AWESOME! Man am i jealous you got to spend shooting time behind those kind of rifles (That 510 is a beast), with that kind of an instructor. And that's some incredible shooting in those conditions. Really cool man, thanks for sharing.
Hey, I thought we discussed this thing before about badmouthing old farts, old dogs etc. etc.;);)
You know you're not making very many friends by showing stuff like this and telling us about it. We're stuck at home and you're over there with 'ol smiley shooting all his fancy stuff.
GOOD for you and it looks like you had a great time and did some pretty good shooting to boot. Glad you got to do it and hope you get to do it again some time. There's a method to his madness you know. He lets you shoot the big stuff and then you want one and then he just chuckles to himself and slowly starts to adjust his bankroll up another notch.;)
It was a pleasure taking you out. I only apologize for the shooting conditions. When Jim and I got out to set up the shooting bench I told him this was one of those days when you leave the rifles in the truck and wait for another day to shoot.
Jim mentioned this was a windy day. That was correct.
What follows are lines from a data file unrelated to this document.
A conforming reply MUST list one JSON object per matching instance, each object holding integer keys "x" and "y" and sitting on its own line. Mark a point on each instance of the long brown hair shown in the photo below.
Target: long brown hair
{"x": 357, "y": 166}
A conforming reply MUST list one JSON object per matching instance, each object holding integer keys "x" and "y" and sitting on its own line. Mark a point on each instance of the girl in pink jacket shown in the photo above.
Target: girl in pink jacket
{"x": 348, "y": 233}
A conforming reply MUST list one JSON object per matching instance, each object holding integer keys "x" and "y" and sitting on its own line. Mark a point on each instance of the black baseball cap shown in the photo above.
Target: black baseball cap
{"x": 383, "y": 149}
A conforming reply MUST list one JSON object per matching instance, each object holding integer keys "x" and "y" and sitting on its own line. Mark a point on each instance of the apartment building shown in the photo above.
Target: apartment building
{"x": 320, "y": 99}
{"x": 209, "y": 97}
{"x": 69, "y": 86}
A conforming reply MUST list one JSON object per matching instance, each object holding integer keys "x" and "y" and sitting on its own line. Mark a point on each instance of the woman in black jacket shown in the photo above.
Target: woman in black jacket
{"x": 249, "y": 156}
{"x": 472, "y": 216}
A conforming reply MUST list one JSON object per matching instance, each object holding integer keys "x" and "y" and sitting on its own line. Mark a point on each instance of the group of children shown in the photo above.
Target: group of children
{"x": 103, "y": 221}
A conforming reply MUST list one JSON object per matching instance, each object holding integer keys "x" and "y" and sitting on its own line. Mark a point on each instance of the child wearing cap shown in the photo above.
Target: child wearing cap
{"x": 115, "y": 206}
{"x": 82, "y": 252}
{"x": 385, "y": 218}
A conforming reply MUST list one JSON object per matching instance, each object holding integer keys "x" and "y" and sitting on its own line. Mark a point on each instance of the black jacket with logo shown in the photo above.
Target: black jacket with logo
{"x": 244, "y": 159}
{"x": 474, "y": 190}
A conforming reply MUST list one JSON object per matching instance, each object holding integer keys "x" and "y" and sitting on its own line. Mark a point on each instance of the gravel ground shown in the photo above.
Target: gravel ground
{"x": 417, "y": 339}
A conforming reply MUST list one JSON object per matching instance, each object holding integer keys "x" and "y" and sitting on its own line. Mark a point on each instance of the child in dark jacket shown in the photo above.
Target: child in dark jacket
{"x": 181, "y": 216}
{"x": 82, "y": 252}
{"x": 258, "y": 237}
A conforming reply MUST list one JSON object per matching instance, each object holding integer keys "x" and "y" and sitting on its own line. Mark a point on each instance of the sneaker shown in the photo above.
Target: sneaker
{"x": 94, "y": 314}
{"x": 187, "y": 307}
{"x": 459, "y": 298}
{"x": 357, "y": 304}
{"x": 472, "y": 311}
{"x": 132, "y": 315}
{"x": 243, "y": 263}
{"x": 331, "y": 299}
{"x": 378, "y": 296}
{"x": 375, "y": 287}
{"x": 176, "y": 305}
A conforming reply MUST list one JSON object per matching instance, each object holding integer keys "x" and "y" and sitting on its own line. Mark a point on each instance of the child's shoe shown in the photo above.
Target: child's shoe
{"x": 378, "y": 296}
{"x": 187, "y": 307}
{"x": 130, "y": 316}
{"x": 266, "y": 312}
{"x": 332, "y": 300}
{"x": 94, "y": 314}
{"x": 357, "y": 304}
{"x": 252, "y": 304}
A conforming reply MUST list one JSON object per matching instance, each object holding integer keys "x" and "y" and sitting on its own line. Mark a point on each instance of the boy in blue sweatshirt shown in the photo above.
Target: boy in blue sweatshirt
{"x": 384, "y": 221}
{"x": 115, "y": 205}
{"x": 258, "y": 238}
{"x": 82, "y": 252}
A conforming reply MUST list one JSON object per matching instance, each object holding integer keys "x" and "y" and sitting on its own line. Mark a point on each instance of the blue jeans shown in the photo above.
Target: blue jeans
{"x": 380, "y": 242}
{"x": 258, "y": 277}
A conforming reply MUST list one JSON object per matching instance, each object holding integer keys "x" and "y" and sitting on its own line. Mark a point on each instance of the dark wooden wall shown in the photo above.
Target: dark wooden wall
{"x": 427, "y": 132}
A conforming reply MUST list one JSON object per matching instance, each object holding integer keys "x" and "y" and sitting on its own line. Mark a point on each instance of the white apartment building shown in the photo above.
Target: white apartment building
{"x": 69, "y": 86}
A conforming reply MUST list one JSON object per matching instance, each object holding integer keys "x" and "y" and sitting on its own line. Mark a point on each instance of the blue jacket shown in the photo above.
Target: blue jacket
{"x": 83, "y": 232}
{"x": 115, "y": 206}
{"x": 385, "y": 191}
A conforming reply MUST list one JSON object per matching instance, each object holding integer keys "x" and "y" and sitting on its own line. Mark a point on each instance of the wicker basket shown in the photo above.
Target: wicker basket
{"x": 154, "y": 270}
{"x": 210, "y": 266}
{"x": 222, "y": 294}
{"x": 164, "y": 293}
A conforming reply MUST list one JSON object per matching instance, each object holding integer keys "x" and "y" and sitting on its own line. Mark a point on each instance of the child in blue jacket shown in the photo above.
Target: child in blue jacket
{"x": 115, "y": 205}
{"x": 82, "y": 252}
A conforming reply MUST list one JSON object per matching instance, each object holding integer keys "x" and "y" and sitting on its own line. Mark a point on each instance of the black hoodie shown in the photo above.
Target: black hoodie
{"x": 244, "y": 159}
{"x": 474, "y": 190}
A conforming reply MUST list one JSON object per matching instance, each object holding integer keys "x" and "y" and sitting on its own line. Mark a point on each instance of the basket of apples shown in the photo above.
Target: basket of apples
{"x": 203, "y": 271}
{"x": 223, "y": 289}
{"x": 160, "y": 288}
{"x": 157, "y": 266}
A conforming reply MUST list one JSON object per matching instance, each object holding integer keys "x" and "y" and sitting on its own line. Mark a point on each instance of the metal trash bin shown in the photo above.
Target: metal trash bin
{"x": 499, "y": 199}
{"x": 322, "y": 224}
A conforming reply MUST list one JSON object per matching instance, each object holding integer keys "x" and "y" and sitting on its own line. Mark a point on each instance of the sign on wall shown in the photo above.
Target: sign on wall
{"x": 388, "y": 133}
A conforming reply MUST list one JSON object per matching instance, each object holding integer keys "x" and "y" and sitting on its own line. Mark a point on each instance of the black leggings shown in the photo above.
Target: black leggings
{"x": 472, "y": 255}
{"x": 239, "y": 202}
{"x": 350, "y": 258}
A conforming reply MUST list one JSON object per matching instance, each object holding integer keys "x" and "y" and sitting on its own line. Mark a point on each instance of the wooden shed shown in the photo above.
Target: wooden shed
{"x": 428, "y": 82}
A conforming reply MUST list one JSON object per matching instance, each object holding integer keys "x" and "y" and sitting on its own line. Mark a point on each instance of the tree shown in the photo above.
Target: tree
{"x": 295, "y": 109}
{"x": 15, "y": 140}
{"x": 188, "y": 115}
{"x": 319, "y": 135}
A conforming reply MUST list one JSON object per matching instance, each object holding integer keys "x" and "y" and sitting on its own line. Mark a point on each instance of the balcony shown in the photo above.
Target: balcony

I will only add to that that in this area, when it is calm, the shooting is great, wide open clean air.
When its windy, well for example during our shooting session, 30 yards off the muzzle we had an updraft of around 20-25 mph from our right up at around a 45 degree angle from the lip of the rim we were shooting off from. Then from around 200 to 800 yards, we were dealing with a 15-18 mph wind from our 10:00.
At around 1000 to 1300 yards, there was a roughly 10-15 mph wind from our 7:00 position. THen from around 1300 to the farthest target at 1620 yards, there was a 10 to 15 mph down draft. TO say judging these conditions is difficult is an understatement. That is why generally this is not our preferred shooting area when its windy. That said, Jim did very well, he dialed in the corrections perfectly and shot very well in spite of the very bity wind.
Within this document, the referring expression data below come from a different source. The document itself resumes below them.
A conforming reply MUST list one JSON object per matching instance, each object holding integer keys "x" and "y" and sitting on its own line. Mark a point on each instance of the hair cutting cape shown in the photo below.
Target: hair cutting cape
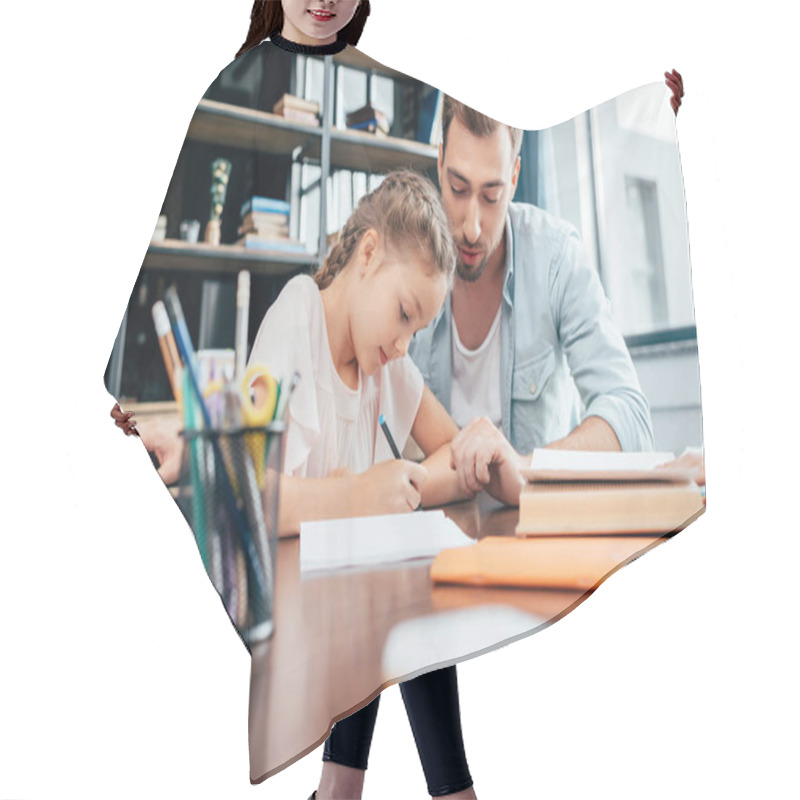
{"x": 597, "y": 320}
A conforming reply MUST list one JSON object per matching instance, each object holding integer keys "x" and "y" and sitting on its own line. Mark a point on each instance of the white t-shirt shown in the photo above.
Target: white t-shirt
{"x": 330, "y": 424}
{"x": 475, "y": 390}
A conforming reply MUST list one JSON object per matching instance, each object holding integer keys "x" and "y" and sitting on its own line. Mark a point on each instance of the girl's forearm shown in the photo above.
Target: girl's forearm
{"x": 308, "y": 499}
{"x": 441, "y": 485}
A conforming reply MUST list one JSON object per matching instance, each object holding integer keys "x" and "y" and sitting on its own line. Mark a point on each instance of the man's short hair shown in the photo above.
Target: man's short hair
{"x": 476, "y": 123}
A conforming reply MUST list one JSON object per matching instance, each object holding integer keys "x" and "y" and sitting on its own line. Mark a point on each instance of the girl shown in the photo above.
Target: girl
{"x": 347, "y": 330}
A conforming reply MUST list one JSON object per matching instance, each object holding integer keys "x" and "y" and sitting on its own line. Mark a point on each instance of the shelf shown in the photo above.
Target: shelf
{"x": 225, "y": 124}
{"x": 358, "y": 150}
{"x": 173, "y": 254}
{"x": 350, "y": 57}
{"x": 212, "y": 124}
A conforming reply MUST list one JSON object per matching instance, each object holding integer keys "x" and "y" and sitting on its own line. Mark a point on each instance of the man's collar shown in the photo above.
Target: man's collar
{"x": 508, "y": 283}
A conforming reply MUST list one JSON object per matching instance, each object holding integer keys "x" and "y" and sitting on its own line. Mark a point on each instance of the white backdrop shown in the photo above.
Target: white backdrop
{"x": 120, "y": 675}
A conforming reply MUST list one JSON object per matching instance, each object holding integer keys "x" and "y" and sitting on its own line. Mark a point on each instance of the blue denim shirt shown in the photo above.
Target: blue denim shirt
{"x": 563, "y": 357}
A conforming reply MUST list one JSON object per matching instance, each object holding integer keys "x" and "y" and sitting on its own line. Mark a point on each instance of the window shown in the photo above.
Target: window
{"x": 614, "y": 173}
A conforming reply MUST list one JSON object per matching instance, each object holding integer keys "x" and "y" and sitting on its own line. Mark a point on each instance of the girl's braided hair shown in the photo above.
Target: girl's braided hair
{"x": 407, "y": 212}
{"x": 266, "y": 19}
While I was unpacking the gongs I noticed a slight dent on the cross bar dead center above the two impacts on the gong. That was the second shot Jim referred to that missed the gong. CTC, the three shots went into 12.5". Roughly 3/4 moa with two of them landing in a very tight 3.1" ctc pair!!! I am sure the high shot was simply shift in wind, probably the updrafts we were playing with. It does not take all that much change this close to the muzzle to effect the bullet impact 12" at 1620 yards.
All in all, with a rifle that I have not fine tuned the drop chart yet for, I think you did very well, extremely well considering the conditions. If it had been calm, you would obviously gotten board ringing that gong. Well, not board but it would not have been difficult for you.
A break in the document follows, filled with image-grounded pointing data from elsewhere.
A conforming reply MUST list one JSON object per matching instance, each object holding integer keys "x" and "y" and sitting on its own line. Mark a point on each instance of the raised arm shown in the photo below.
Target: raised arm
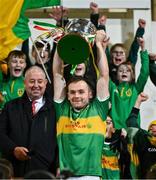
{"x": 152, "y": 67}
{"x": 59, "y": 82}
{"x": 133, "y": 53}
{"x": 103, "y": 81}
{"x": 132, "y": 119}
{"x": 144, "y": 71}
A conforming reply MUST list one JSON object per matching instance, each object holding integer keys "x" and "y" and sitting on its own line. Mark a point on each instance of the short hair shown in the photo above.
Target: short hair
{"x": 75, "y": 79}
{"x": 41, "y": 45}
{"x": 117, "y": 45}
{"x": 16, "y": 53}
{"x": 37, "y": 68}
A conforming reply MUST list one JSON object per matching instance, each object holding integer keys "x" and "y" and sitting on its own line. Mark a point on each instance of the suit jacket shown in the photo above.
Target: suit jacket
{"x": 37, "y": 133}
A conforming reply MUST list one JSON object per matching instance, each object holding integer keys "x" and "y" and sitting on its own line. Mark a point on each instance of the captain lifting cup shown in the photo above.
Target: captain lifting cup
{"x": 74, "y": 47}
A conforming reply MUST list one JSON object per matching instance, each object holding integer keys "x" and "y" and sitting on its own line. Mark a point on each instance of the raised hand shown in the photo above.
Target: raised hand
{"x": 142, "y": 23}
{"x": 58, "y": 12}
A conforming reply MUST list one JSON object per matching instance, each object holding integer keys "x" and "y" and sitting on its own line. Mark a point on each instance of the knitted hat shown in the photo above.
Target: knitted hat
{"x": 152, "y": 123}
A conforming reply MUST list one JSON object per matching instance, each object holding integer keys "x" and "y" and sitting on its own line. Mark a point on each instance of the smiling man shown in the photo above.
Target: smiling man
{"x": 13, "y": 87}
{"x": 27, "y": 132}
{"x": 81, "y": 118}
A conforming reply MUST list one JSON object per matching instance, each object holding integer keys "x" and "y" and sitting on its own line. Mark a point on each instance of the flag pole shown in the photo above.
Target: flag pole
{"x": 41, "y": 60}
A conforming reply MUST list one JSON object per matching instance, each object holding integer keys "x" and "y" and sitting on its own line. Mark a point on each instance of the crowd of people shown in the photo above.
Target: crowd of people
{"x": 79, "y": 125}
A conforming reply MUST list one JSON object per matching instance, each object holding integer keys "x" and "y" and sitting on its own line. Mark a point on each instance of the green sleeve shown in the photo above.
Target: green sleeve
{"x": 152, "y": 69}
{"x": 144, "y": 72}
{"x": 133, "y": 53}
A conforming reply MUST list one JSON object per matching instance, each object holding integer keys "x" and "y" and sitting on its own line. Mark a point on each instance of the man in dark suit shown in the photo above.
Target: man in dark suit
{"x": 27, "y": 135}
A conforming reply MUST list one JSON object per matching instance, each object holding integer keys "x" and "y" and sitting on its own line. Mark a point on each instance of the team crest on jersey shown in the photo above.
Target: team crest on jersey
{"x": 129, "y": 92}
{"x": 89, "y": 125}
{"x": 20, "y": 92}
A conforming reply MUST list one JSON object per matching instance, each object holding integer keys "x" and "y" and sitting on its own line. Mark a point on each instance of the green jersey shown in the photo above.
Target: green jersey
{"x": 12, "y": 89}
{"x": 80, "y": 137}
{"x": 110, "y": 165}
{"x": 124, "y": 95}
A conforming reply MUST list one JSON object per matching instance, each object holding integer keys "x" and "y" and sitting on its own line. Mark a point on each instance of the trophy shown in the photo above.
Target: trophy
{"x": 74, "y": 47}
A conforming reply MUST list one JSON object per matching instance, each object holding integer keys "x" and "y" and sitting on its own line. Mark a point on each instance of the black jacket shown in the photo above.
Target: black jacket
{"x": 19, "y": 128}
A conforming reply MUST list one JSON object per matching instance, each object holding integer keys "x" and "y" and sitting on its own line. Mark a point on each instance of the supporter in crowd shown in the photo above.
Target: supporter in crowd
{"x": 142, "y": 142}
{"x": 44, "y": 51}
{"x": 6, "y": 169}
{"x": 27, "y": 127}
{"x": 81, "y": 119}
{"x": 115, "y": 155}
{"x": 13, "y": 86}
{"x": 123, "y": 95}
{"x": 118, "y": 52}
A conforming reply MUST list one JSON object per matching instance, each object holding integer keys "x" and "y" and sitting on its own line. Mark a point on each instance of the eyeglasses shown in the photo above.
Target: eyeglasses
{"x": 119, "y": 52}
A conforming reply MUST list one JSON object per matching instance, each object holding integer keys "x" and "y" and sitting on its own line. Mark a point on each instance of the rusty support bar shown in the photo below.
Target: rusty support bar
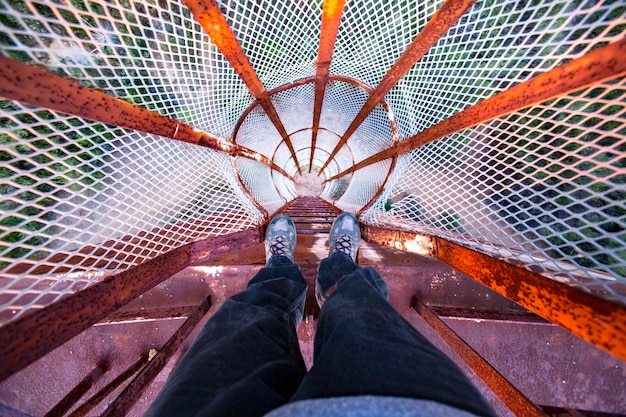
{"x": 449, "y": 13}
{"x": 600, "y": 65}
{"x": 30, "y": 337}
{"x": 331, "y": 17}
{"x": 124, "y": 402}
{"x": 507, "y": 393}
{"x": 93, "y": 402}
{"x": 407, "y": 241}
{"x": 28, "y": 84}
{"x": 598, "y": 321}
{"x": 79, "y": 390}
{"x": 208, "y": 14}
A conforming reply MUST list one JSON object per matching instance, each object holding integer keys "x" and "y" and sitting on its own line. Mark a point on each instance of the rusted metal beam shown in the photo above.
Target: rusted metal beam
{"x": 331, "y": 17}
{"x": 101, "y": 395}
{"x": 123, "y": 403}
{"x": 449, "y": 13}
{"x": 602, "y": 64}
{"x": 31, "y": 85}
{"x": 593, "y": 319}
{"x": 30, "y": 337}
{"x": 79, "y": 390}
{"x": 507, "y": 393}
{"x": 213, "y": 21}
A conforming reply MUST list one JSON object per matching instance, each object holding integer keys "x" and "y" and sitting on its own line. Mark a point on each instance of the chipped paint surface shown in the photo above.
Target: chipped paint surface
{"x": 593, "y": 319}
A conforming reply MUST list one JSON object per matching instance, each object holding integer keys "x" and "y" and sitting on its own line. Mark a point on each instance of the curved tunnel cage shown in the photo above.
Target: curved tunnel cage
{"x": 133, "y": 128}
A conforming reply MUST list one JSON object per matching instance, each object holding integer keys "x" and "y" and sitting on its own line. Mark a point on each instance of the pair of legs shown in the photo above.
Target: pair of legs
{"x": 246, "y": 360}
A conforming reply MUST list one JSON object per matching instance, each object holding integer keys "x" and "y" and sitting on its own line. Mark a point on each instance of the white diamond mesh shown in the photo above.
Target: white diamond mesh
{"x": 544, "y": 186}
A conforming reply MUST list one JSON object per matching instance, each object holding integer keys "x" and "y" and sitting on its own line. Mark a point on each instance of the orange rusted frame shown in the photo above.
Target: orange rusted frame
{"x": 507, "y": 393}
{"x": 133, "y": 391}
{"x": 593, "y": 319}
{"x": 602, "y": 64}
{"x": 32, "y": 336}
{"x": 37, "y": 87}
{"x": 331, "y": 16}
{"x": 208, "y": 14}
{"x": 449, "y": 13}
As far as the 300 AX with the 200 gr Accubond, we were just shooting in conditions more then that bullet could handle at these ranges. It was fun to shoot however.
Anyway, we will do this again when it warms up a bit more and the wind dies down. THen we will push well past 2000 yards and you will suprise yourself again at how well you will be able to shoot at these ranges.
Again, good shooting, and it was a pleasure to spend the morning with you.
Allen Precision Shooting
Home of the Allen Magnum, Allen Xpress and Allen Tactical Wildcats and the Painkiller Muzzle brakes.
Thanks again, I am still on cloud nine! Like ss7mm said, you have a method, and now I'm schemeing. Let's see, if I cut down the amount of milk and eggs we use, quit driving, and stop taking my meds, how long will it take to save enough ........... Oh well, I'll just have to wait until we get a nicer day to fuel that fever some more. Thanks again for a morning of shooting I wont soon forget.